Wubble Bubble? I don't believe I've ever heard of that before, and it would appear that from the Derby, CO address, it must've been something Charlton was involved with selling. It doesn't appear to be all that big a deal, it's just a huge bubble wand -- at least they weren't trying to sell you bubble soap as well! Of course, there's that magic ad we've seen in previous installments as well. And then there's the Learn to Play Guitar the Chet Atkins Way book! At $2.98, it was quite a bit more expensive than the martial arts school ads, eh? For those not in the know, Chet Atkins was a famous guitarist and record producer who helped create the "Nashville sound," and developed a picking style inspired by Merle Travis, Django Reinhardt, George Barnes, and Les Paul. Among Atkins' production clients were Elvis Presley and the Everly Brothers. You can visit the official website of this late, great guitar star here.
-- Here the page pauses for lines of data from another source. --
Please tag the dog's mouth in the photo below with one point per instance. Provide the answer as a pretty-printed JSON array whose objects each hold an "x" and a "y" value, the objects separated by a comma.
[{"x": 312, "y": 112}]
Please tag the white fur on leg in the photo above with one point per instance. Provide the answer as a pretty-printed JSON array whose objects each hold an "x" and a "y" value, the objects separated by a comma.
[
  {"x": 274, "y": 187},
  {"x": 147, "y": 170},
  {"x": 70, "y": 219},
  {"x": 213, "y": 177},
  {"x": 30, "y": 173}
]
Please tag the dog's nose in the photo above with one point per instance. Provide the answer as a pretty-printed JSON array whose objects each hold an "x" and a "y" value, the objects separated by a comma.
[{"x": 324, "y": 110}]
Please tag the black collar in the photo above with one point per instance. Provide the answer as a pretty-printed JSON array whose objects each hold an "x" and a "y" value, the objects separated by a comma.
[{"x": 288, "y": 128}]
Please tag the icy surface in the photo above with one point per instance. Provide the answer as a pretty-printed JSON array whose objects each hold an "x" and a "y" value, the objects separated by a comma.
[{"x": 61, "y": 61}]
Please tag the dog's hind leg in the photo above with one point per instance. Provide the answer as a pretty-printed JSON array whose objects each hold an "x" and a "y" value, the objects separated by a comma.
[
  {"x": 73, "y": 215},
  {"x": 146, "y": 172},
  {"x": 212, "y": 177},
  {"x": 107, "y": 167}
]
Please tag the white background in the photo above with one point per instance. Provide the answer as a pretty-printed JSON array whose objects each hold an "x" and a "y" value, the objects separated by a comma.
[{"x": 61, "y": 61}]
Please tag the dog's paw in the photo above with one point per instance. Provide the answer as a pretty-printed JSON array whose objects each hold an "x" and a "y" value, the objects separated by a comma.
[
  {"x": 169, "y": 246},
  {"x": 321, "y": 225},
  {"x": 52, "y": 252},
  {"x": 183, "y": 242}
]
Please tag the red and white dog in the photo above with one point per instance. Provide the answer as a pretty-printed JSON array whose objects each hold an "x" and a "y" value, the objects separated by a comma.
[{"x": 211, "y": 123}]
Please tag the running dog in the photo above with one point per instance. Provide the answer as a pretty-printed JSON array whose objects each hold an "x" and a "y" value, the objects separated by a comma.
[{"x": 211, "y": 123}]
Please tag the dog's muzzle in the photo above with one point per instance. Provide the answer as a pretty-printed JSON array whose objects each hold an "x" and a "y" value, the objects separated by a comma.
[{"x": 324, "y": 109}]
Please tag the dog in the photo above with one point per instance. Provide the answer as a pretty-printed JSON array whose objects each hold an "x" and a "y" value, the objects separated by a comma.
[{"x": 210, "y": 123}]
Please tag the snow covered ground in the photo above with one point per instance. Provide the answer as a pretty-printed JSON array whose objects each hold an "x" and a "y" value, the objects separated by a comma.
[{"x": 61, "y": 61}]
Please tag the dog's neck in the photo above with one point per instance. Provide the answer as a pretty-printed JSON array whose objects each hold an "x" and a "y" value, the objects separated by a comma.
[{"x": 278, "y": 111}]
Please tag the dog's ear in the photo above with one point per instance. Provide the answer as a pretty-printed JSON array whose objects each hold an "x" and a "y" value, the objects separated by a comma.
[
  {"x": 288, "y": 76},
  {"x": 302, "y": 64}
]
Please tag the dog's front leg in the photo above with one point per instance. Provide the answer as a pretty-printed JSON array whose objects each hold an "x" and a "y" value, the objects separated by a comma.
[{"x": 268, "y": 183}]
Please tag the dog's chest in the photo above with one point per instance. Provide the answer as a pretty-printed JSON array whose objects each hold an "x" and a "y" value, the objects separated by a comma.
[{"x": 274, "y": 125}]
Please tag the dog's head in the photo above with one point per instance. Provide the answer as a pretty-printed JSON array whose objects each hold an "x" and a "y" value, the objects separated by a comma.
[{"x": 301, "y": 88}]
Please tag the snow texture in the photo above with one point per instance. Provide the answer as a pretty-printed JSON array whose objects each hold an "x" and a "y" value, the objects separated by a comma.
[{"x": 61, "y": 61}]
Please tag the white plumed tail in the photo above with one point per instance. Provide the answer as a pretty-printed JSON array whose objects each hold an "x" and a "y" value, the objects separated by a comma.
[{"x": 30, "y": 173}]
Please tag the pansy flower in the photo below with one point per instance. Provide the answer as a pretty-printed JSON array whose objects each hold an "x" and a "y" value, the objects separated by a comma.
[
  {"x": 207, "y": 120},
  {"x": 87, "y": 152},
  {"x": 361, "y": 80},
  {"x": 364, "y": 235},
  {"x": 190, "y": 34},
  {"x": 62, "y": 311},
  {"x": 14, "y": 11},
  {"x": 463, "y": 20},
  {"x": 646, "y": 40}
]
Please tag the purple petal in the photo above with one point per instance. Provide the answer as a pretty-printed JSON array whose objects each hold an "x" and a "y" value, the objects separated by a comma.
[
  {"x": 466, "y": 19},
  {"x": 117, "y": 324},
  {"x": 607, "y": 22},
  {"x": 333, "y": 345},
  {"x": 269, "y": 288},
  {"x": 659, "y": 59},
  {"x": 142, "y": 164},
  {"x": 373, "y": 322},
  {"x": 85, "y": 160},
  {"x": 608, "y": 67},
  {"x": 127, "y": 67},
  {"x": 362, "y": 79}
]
On the very next page of this same book appeared these two ads! Now, the Frontier Cabin? I have major doubts that it looked exactly as it shows there. The ad says it's made of polyethylene, and I'd imagine that given they were a buck plus a quarter for postage that the "cabin" was basically a tent, since it's designed to set over a card table. Also on this page was the familiar "Monster Size Monsters" ad, although it's a very different version of the ad than I've seen before! Of course, the "monsters" were actually posters.
I had to include this ad for U.S. Government Surplus stuff because it reminded me of what I'd read about when Hasbro was developing GI Joe, and all the stuff they'd buy at Army Surplus stores so they could scale it down. I noticed the ad doesn't say how much a Jeep would run you!
It's been a while since I posted any ad for a body-building course... note how the ad taunts you with the offer of a dime to get 60 LBS OF MIGHTY MUSCLES! Of course, there's always a need for actual equipment do do actual bodybuilding, and I'd imagine that the book probably offered that stuff for sale, too. Funny to think there was a time when advertisers placed ads in comics because they figured the readers were too skinny, eh?